The UCSD researchers also track the transmission of drug resistant strains. About 20 percent of new HIV cases in San Diego are infected with a drug resistant strain, Smith says. This is a major problem because it takes three drugs to control the infection, and if a person is already resistant to just one of these drugs, they may quickly develop resistance to the other two. “So then we’ve just blown three drugs for this person,” Smith says. In a 2008 paper in the Open AIDS journal, Smith’s team showed that methamphetamine users in San Diego have a high frequency of transmitted drug resistance.


Phylogenetic data have also been used as evidence in HIV criminal trials. For example, in a highly publicized case in Libya, six international medical workers were sentenced to death for allegedly infecting hundreds of children in a Libyan hospital with HIV. A month before the final appeal hearing in 2006, Pybus and his colleagues were asked to analyze viral sequences from the infected children. “That basically gave us a few weeks to actually do the analysis and write it up and get it published before this trial. We knuckled down and did the analysis in about seven days. We didn’t get much sleep,” Pybus says. Using BEAST software on a 60-processor computer cluster at Oxford University (which they tied up for the week), they built evolutionary trees and dated the most recent common ancestor of the outbreak. The paper was published in Nature with just days to spare before the hearing. Their findings unequivocally exonerated the medical workers: The outbreak arose from a single ancestor that predated the arrival of the medical staff to the hospital (March of 1998); and 40 percent of the diversity in the circulating strains was already present when the staff arrived. The epidemic was probably due to a long-standing infection control problem at the hospital, Pybus says.


Though the paper was ignored at the 2006 trial and the medical workers were again sentenced to death, it apparently had an impact behind the scenes, Pybus says. “From what I’ve heard, our analysis did help in that it changed the tone of the diplomatic negotiations afterward.” Six months later, the medical workers were released. “That was enough politics for me for one lifetime,” Pybus says.

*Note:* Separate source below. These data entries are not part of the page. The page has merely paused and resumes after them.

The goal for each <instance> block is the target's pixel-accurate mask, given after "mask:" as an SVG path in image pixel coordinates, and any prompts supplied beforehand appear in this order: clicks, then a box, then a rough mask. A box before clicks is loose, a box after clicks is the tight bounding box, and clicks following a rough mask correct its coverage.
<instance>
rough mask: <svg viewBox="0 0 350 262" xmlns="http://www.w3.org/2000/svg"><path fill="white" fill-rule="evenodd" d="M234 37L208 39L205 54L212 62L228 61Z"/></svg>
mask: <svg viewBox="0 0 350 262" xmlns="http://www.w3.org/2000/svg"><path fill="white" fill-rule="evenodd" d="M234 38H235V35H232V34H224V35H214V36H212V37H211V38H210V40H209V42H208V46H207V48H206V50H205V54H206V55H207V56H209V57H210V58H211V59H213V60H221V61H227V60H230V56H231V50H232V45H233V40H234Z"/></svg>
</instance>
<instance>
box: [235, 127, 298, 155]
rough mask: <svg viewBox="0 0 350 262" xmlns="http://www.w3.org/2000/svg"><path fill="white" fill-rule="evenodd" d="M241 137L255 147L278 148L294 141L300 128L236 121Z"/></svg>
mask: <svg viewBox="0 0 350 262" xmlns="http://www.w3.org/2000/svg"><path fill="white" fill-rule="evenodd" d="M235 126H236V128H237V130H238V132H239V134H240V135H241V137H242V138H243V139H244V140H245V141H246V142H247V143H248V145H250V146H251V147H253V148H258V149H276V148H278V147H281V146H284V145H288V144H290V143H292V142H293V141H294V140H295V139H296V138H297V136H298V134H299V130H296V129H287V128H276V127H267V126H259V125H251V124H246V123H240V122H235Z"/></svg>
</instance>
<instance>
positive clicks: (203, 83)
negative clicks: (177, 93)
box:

The Host Level: Glimpsing Natural Selection in Real-Time

Scientists use the same techniques to study within-host evolution as they use to study population-level evolution. There’s one difference, however: natural selection plays a much bigger role in driving evolution within an individual, as the virus attempts to escape specific immune and drug pressures. “It’s beautiful natural selection, just like Darwin explained,” Crandall says. Identifying these escape mutations presents an additional challenge for modelers.


Coalescent Theory Explained. The shape of an evolutionary tree reflects the underlying population dynamics of the virus. The left panel illustrates the characteristic tree for exponential growth, whereas the right panel illustrates the characteristic tree for exponential decline. When the population size is small (e.g., early in the left example; later in the right example), branching events are more common. Courtesy of: Andrew Rambaut, University of Edinburgh.Evolutionary studies show that when HIV is transmitted to a new host, a single virus is often responsible for seeding the infection. A few weeks into the infection all the viruses have a single common ancestor that dates to the start of the infection. “HIV goes through a really severe evolutionary bottleneck when it gets transmitted from one person to another,” says Bette Korber, PhD, a laboratory fellow in the theoretical biology and biophysics group at the Los Alamos National Laboratory. The virus that is successfully transmitted may have unique characteristics, and could be specifically targeted by vaccines or early drug treatment.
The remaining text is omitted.